Rumadi yang juga menjabat sebagai Ketua Pengurus Pusat Lembaga Kajian Pengembangan Sumberdaya Manusia (Lakpesdam) Nahdlatul Ulama melanjutkan bahwa persoalan diskriminasi itu kemudian menjadi bertambah pelik karena aparatur pemerintahan kerap melanjutkan tindakan-tindakan yang bersifat diskriminatif itu. “Itulah lapis kedua dari diskriminasi, yakni peristiwa yang terjadi di level birokrasi,” ujarnya.
Di level ketiga, intoleransi serta diskriminasi terjadi di level masyarakat. “Kita tidak bisa menyembunyikan fakta bahwa diskriminasi itu memang ada dan nyata.
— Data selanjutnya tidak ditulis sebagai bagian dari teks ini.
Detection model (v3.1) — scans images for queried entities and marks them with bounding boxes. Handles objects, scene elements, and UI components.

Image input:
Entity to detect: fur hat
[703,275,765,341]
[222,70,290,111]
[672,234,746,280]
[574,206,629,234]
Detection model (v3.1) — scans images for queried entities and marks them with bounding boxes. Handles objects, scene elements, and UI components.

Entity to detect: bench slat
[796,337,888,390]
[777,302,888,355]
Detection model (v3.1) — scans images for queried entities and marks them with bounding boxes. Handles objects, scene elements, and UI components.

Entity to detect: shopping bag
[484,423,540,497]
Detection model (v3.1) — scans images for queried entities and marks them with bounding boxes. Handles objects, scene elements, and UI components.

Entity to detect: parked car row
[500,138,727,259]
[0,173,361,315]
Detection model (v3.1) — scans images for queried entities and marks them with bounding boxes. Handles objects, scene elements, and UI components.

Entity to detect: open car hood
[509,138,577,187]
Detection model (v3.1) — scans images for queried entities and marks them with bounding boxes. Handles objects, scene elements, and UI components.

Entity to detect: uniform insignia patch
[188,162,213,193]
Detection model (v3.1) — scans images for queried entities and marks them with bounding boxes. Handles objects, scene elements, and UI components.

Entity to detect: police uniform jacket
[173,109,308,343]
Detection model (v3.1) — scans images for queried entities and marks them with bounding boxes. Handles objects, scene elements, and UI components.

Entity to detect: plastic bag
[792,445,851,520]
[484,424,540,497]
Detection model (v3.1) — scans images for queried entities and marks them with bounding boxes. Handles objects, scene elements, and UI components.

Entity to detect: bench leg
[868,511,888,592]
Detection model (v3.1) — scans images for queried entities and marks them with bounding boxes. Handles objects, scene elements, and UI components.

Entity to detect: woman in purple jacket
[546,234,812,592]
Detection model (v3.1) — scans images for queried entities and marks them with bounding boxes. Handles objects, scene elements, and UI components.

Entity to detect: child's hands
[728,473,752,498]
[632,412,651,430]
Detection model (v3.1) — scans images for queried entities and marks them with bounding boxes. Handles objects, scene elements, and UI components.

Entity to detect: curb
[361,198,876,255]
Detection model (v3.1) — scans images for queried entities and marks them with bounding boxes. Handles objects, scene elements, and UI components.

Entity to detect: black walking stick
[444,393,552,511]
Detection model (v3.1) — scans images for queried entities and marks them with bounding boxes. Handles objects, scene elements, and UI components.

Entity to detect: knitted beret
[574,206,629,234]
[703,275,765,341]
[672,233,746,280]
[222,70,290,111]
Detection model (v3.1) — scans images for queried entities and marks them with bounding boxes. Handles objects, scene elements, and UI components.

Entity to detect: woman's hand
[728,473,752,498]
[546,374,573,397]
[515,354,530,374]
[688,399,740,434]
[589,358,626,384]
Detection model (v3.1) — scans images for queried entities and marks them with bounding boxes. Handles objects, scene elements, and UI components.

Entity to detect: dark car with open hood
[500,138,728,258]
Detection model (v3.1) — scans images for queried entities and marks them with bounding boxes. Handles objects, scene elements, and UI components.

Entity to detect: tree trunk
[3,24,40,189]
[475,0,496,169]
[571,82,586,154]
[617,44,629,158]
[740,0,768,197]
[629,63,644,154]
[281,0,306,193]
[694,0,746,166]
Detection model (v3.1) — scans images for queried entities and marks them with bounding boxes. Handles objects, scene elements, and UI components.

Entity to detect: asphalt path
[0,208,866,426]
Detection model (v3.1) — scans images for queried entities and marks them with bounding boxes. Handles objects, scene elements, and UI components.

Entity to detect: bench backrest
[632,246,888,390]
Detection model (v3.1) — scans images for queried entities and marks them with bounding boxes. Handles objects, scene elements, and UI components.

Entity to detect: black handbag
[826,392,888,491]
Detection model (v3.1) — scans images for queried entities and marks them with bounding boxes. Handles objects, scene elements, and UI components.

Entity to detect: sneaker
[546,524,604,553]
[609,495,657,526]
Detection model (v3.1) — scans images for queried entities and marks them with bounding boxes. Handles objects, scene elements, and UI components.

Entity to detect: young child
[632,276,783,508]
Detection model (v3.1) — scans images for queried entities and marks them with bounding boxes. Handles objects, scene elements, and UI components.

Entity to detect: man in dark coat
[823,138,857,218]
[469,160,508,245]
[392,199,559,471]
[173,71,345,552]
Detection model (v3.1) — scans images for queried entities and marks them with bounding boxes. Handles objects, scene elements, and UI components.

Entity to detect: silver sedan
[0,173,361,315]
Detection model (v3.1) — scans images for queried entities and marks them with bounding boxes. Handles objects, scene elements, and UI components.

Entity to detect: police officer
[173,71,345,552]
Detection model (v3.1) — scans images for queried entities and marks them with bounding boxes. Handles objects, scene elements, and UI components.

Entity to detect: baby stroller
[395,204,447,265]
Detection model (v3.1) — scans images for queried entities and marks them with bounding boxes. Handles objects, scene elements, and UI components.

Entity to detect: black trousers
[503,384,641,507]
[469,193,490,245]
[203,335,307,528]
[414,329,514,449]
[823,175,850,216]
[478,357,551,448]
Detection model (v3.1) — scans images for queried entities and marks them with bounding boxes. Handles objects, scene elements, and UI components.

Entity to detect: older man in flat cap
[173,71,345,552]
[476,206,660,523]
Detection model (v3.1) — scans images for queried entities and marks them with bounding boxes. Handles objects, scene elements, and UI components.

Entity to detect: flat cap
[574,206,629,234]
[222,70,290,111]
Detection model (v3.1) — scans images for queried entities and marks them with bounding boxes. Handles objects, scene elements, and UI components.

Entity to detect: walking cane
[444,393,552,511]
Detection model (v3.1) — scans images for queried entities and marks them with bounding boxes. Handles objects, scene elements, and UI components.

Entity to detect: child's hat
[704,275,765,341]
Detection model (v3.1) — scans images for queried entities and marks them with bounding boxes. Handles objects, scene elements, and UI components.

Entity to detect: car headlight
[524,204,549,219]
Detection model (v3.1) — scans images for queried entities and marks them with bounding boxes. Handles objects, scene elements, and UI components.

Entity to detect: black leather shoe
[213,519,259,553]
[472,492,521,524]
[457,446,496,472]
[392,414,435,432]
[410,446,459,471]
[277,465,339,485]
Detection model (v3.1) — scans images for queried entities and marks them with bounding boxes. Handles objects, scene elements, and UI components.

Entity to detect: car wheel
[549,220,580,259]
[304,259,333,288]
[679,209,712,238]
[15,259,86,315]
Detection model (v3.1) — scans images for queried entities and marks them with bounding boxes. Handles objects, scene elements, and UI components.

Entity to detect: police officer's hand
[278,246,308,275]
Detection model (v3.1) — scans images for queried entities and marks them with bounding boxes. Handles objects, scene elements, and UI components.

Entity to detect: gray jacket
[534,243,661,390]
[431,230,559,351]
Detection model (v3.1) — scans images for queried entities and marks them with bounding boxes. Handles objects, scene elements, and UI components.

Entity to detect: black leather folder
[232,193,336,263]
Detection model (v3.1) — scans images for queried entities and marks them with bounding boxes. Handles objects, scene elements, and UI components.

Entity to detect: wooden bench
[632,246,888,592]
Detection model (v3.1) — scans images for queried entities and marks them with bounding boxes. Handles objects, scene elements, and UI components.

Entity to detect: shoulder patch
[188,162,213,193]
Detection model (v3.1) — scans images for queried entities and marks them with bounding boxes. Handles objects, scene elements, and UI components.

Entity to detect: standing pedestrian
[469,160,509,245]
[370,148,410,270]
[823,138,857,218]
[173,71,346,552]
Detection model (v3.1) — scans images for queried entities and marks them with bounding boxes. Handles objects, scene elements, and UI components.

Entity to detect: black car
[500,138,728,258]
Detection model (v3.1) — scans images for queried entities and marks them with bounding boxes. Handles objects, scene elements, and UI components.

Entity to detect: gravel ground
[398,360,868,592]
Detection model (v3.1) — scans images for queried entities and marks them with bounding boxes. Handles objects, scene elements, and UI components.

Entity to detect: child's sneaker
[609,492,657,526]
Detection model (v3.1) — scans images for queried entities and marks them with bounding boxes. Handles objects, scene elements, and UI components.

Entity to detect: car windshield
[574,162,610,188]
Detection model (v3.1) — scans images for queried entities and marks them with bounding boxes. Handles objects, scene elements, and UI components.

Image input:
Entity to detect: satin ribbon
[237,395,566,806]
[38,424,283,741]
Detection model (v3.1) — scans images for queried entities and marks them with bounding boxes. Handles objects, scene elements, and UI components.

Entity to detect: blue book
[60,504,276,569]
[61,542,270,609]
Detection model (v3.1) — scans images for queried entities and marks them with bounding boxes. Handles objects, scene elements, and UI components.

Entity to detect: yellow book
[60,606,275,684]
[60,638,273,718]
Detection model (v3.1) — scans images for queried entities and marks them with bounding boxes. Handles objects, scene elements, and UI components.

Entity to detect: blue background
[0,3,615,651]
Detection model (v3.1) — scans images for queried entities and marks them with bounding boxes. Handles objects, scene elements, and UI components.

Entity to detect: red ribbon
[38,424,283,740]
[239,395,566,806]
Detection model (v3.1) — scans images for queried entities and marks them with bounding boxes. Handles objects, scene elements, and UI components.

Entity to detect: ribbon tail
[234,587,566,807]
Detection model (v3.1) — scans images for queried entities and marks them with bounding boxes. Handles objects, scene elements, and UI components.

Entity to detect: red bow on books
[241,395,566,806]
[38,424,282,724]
Sehingga tidak bisa dianggap remeh,” tandas staf pengajar Fakultas Syariah Universitas Islam Negeri (UIN) Syarif Hidayatullah Jakarta tersebut.
Terhadap fakta itu, masyarakat juga pemerintah mestinya harus berani mengakui bahwa memang ada masalah. Rumadi memberikan perumpamaan, jika diskriminasi itu adalah penyakit, maka kita tidak ragu untuk mengakui kalau penyakit itu ada. Tinggal bagaimana kita berikhtiar untuk menyembuhkannya. “Intoleransi juga faktanya memang ada. Masyarakat yang sesungguhnya toleran kemudian terinfiltrasi oleh virus intoleransi,” terang Rumadi.